Dan benar saja, suara air yang berjatuhan terdengar setelahnya, menandakan jika pria ini memang sedang membersihkan diri dengan punggung kokoh berbahu lebar terlihat dari belakang sini.
Sungguh, jika ada wanita yang melihat bagaimana penampilannya saat ini, sudah dipastikan jika wanita itu akan menelan saliva sangking tergoda, dengan bentuk tubuh bagian depannya yang sama-sama sempurna memperlihatkan enam kotak tercetak jelas.
Keran air diputar, hingga kini kamar lembab yang tadinya dipenuhi dengan suara tetesan air hening seketika, sedangkan si pria ini dengan tangan panjangnya menggapai sebuah handuk yang menggantung tak jauh darinya.
Grep!
Handuk berhasil digapai, segeralah dililitkan di pinggul dan kakinya sendiri melangkah menuju cermin, berdiri di sana seraya menatap pantulan wajahnya.
Awalnya, ia hanya ingin menatap sekilas wajahnya. Namun aneh, kenapa jari tangannya kini memegang bibir dengan senyum yang tiba-tiba saja terulas?
Ah! Sepertinya pria ini sedang mengingat sesuatu yang berhubungan dengan bibir deh.
"Sial, kenapa rasanya masih saja terasa sampai saat ini?" gumamnya mengumpat kesal.

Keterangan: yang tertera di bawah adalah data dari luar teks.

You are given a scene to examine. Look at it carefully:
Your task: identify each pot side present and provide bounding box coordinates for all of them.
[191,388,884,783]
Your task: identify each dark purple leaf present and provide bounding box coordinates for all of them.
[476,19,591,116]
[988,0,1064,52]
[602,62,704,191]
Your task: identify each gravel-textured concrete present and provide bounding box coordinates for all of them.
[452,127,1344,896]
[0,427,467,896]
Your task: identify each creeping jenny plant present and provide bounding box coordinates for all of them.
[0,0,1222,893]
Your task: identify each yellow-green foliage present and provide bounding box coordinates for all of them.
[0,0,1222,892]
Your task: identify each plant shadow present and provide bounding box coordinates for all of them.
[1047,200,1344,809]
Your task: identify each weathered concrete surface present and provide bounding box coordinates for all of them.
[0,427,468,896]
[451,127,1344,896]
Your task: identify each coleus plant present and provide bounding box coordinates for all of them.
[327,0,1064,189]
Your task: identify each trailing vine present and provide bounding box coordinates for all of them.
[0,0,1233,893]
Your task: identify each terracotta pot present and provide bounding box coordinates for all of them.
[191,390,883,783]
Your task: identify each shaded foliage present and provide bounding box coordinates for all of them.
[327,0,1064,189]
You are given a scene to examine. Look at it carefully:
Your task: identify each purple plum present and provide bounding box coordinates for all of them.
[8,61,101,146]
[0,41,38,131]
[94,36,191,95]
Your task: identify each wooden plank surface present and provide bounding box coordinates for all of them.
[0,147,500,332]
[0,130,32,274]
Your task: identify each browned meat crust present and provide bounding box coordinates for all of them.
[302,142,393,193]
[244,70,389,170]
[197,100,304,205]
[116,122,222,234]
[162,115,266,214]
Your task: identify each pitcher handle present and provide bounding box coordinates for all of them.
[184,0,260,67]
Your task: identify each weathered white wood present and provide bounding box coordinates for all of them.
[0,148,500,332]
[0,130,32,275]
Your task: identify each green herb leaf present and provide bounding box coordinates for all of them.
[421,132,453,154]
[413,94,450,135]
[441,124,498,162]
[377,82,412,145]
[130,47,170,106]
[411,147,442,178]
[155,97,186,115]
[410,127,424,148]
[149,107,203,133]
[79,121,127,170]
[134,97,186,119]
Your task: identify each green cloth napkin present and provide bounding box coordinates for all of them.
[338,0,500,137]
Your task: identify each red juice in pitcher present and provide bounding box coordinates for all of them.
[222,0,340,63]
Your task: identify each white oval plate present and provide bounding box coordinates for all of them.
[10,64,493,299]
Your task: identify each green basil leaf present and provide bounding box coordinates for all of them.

Ia menjauhkan jari panjangnya dari sana, kemudian tersenyum miring saat mengingat pertanyaan temannya tentang apa yang dirasakannya saat bercumbu dengan wanita di bar itu.
Di bar?
Ya, di bar beberapa saat lalu.
Dan ia adalah Kendrick, yang kini kembali mengingat rasa manis yang dihasilkan dari saliva yang sempat diteguknya, saliva milik si wanita.
"Rasanya aneh, aku bahkan baru ini merasakannya dan sialnya ingin lagi. Awas saja kalau kembali bertemu, aku akan pastikan jika kamu akan menjadi milikku. Berani-beraninya mencuri ciuman tanpa mengucapkan terima kasih," desis Kendrick dengan seringai.